One minute networking: TCP buffer sizes

When data flows over a TCPIP connection there are several factors which control the rate at which data can be sent. You can influence some of these factors.

Data is sent as packets typically of size about 1440 bytes – because old hardware could only support this. You could use larger packets, but you may hit a router which chops it into smaller blocks.

The basic TCPIP flow

Consider a Client Server connection. The client application wants to send some data to a server application

  • The client uses send() to put some data into a TCPIP buffer and returns.
  • TCPIP sends some data (a packet) from this buffer, sets a timer and waits.
  • The server receives the data, end sends back an ACK saying so far I have received this many bytes from you.
  • The application on the server does a receive (if there is no data, the application is suspended until data arrives). If there is enough data to satisfy the receive, the application returns, otherwise it is suspended.
  • At the client end, when TCPIP has received the ACK. It no longer needs the data which has just been acknowledged. It can send more data.
  • If no ACK was received and the timer has timed out, TCPIP resend the data.
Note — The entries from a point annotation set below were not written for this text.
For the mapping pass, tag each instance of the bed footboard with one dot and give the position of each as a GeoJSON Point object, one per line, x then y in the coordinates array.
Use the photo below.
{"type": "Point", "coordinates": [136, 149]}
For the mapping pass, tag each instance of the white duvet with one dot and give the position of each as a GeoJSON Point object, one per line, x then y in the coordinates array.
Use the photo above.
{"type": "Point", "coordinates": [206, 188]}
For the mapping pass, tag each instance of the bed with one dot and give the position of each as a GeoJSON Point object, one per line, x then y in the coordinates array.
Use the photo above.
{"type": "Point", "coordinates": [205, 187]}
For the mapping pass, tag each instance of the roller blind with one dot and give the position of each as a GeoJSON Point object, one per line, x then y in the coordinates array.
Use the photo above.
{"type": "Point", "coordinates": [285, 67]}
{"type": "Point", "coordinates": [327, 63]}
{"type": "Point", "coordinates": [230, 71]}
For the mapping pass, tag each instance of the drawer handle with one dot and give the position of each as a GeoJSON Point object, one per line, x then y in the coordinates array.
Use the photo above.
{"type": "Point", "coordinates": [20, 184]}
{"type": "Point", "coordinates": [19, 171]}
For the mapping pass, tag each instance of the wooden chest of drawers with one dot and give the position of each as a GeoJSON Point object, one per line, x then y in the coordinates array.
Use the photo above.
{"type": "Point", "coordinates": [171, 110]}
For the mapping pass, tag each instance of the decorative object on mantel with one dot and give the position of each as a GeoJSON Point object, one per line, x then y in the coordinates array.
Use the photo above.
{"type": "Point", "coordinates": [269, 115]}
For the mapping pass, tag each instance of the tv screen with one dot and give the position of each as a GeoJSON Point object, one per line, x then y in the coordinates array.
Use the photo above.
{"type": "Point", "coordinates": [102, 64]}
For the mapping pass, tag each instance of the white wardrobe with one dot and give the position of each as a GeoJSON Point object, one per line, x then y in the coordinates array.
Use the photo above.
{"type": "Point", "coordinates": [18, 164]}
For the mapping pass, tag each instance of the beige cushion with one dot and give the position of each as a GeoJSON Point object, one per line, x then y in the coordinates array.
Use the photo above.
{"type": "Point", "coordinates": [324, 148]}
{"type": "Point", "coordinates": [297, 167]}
There are several parts to this:

  • Putting things into the pipe – the send buffer
  • The pipe
  • Getting things from the pipe, the receive buffer

The send buffer

  • TCPIP has a buffer for its use.
  • The application
    • An application does a send() and passes data to TCPIP.
    • If there is space in the TCPIP buffer, the data is moved into the buffer, and the application returns.
    • If there is not enough space for all of the data, enough data is moved to fill the buffer, and the application waits until more space is available in the buffer.
    • When all of the data has been passed to the TCPIP buffer, the application returns, and can do more application work.
  • TCPIP
    • TCPIP takes a chunk of the buffer (a packet) , sends it over the network, and sets a timer.
    • It can then process another chunk of data, and send it over the network, so there are multiple packets in flight.
    • When the far end has passed the data to the application, it sends the ACK back.
    • The local end, when it has received the ACK for a chunk of data, knows the data has been received by TCPIP at the remote end, it no longer needs to keep a copy of the data, and frees up the space on the buffer.

How big a buffer is needed to get good throughput?

The data is held in the TCPIP buffers; waiting to be sent plus the round trip time; from when the data was put into the TCPIP buffer, to getting the ACK back. This could be 10s of milliseconds. Multiple packets can be in-flight (perhaps 10s or 100s) which improves the throughput. So send 10 packets; wait, when the first ACK is received, send another packet etc., so there are always 10 packets in flight.

If the buffer is too small the application has to wait. Increasing the send buffer size will increase throughput up to a point (when the application does not have to wait) after this point making it larger may make no difference.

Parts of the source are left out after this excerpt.